Autre étrangeté, la manière dont on a affublé Norah Krief, à qui revient le rôle de Madame Elvsted. Une robe taillée en sac de pommes de terre, comme pour lui donner une allure difforme. On n’est que plus étonné du brio avec lequel Jean-Marie Winling (le conseiller Brack) échappe seul au naufrage. Il est vrai que tout cela n’a guère d’importance car la curiosité du public et des médias est ici polarisée sur la prestation de la tête d’affiche, Isabelle Huppert. Celle-ci nous a habitué, tout au long de sa carrière, à dupliquer inlassablement un personnage, qui lui colle à la peau, de jeune fille acariâtre et perverse. Eh bien cette fois - évolution marquante - c’est un numéro de femme vieillissante, toujours acariâtre et perverse, qu’elle nous inflige. En revanche, nulle trace d’émotion. Pas d’avantage d’efforts pour être audible au-delà du cinquième rang.

Caprice grotesque et pathétique

On aimerait tout de même savoir ce qu’il y a là de commun avec la fille du Général Gabler qui se fait un devoir de dissimuler son mal-être et dont la brutalité est d’autant plus flagrante qu’elle est tout en retenue. Ainsi, son suicide final, qui est pour elle le plus sûr moyen de faire exploser les conventions sociales qui l’écrasent, est aux antipodes de ce caprice grotesque et pathétique, concocté par le duo Huppert/Lacascade. Jean-Pierre Miquel avait signé une mise en scène impeccable d’Hedda Gabler en 2002, à la Comédie Française. Logiquement, il avait d’ailleurs tenu à la présenter dans le cadre plus intimiste du Vieux Colombier. "Cette pièce est d’abord d’une précision remarquable, disait-il. Un dialogue bref, rapide. Rien ne dépasse, ni récit ni soliloque." Hedda Gabler, sous la coupe d’Eric Lacascade, c’est exactement le contraire. Des phrases qui se perdent, une accumulation de pauses et de poses, ce qui explique que la punition s’étire sur près de trois heures. Voilà comment la gravité cède au ridicule.

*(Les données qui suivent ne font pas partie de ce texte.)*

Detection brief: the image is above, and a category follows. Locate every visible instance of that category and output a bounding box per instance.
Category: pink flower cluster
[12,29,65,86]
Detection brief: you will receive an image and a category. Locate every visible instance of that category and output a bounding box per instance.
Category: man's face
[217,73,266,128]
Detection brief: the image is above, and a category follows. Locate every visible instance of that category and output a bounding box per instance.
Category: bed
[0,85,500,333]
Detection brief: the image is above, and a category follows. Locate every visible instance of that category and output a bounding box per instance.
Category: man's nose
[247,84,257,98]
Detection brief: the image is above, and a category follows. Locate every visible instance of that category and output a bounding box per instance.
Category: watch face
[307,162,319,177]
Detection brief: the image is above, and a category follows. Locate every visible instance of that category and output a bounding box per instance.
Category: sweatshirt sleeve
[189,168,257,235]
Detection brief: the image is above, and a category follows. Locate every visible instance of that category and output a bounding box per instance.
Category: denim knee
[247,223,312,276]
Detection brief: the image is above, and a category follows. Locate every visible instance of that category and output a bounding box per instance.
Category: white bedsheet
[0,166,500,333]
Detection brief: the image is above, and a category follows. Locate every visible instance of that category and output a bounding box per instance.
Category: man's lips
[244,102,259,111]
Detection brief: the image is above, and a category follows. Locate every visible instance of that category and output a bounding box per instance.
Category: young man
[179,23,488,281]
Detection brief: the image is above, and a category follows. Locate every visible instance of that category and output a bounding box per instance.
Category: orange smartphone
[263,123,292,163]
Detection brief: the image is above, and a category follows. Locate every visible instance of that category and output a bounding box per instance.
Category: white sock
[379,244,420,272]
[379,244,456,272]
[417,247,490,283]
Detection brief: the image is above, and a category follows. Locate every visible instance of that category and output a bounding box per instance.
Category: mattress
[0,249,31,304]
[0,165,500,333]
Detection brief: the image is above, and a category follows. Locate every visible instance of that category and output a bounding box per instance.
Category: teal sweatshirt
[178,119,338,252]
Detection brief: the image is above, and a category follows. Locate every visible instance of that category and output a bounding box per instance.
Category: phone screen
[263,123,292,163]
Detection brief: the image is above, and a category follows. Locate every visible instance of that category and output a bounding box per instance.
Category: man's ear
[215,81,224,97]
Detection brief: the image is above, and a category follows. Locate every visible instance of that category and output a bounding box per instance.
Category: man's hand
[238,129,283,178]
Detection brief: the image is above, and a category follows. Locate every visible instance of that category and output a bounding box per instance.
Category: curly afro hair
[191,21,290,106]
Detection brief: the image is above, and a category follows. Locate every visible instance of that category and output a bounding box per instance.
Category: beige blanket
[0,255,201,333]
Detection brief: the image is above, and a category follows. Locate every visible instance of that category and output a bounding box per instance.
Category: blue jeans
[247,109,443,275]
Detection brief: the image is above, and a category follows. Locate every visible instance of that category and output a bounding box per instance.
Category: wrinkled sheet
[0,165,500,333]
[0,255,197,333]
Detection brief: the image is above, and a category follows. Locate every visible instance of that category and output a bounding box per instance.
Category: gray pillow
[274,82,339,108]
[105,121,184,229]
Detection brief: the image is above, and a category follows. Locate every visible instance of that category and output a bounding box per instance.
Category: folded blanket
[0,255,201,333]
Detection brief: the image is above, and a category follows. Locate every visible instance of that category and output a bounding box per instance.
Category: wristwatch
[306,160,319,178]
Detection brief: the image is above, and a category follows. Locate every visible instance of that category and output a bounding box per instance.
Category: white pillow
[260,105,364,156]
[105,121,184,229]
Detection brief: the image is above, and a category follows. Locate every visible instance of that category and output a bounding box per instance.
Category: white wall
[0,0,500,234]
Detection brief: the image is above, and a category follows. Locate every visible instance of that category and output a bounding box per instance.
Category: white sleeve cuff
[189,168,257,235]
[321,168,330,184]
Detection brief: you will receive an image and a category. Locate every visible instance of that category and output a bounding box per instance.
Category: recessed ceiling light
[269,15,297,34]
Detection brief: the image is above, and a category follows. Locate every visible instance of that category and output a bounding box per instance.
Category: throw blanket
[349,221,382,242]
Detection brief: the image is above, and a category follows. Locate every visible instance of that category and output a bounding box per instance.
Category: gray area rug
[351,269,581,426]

Prétention et vacuité du propos

On doit évidemment concéder à un metteur en scène le droit de prendre bien des libertés avec une œuvre. Encore lui faut-il ne pas oublier que le contre-sens ne suffit pas à donner du sens. Au théâtre, l’exercice de style, surtout lorsqu’il s’avère aussi emphatique et hasardeux, suffit rarement à masquer la prétention et la vacuité du propos. Le plus troublant, c’est que dans le climat de complaisance qui pèse sur le théâtre public, personne n’ait songé à rappeler ces principes de bon sens et cette éthique élémentaire au forcément génial Eric Lacascade.

Hedda Gabler, de Henrik Ibsen, mise en scène d’Eric Lacascade. Avec Isabelle Huppert, Pascal Bongard, Elisabetta Pogliani, Jean-Marie Winling, Christophe Grégoire, Norah Krief. Odéon - Théâtre de l’Europe, Aux Ateliers Berthier. Tél. : 01 44 85 40 40.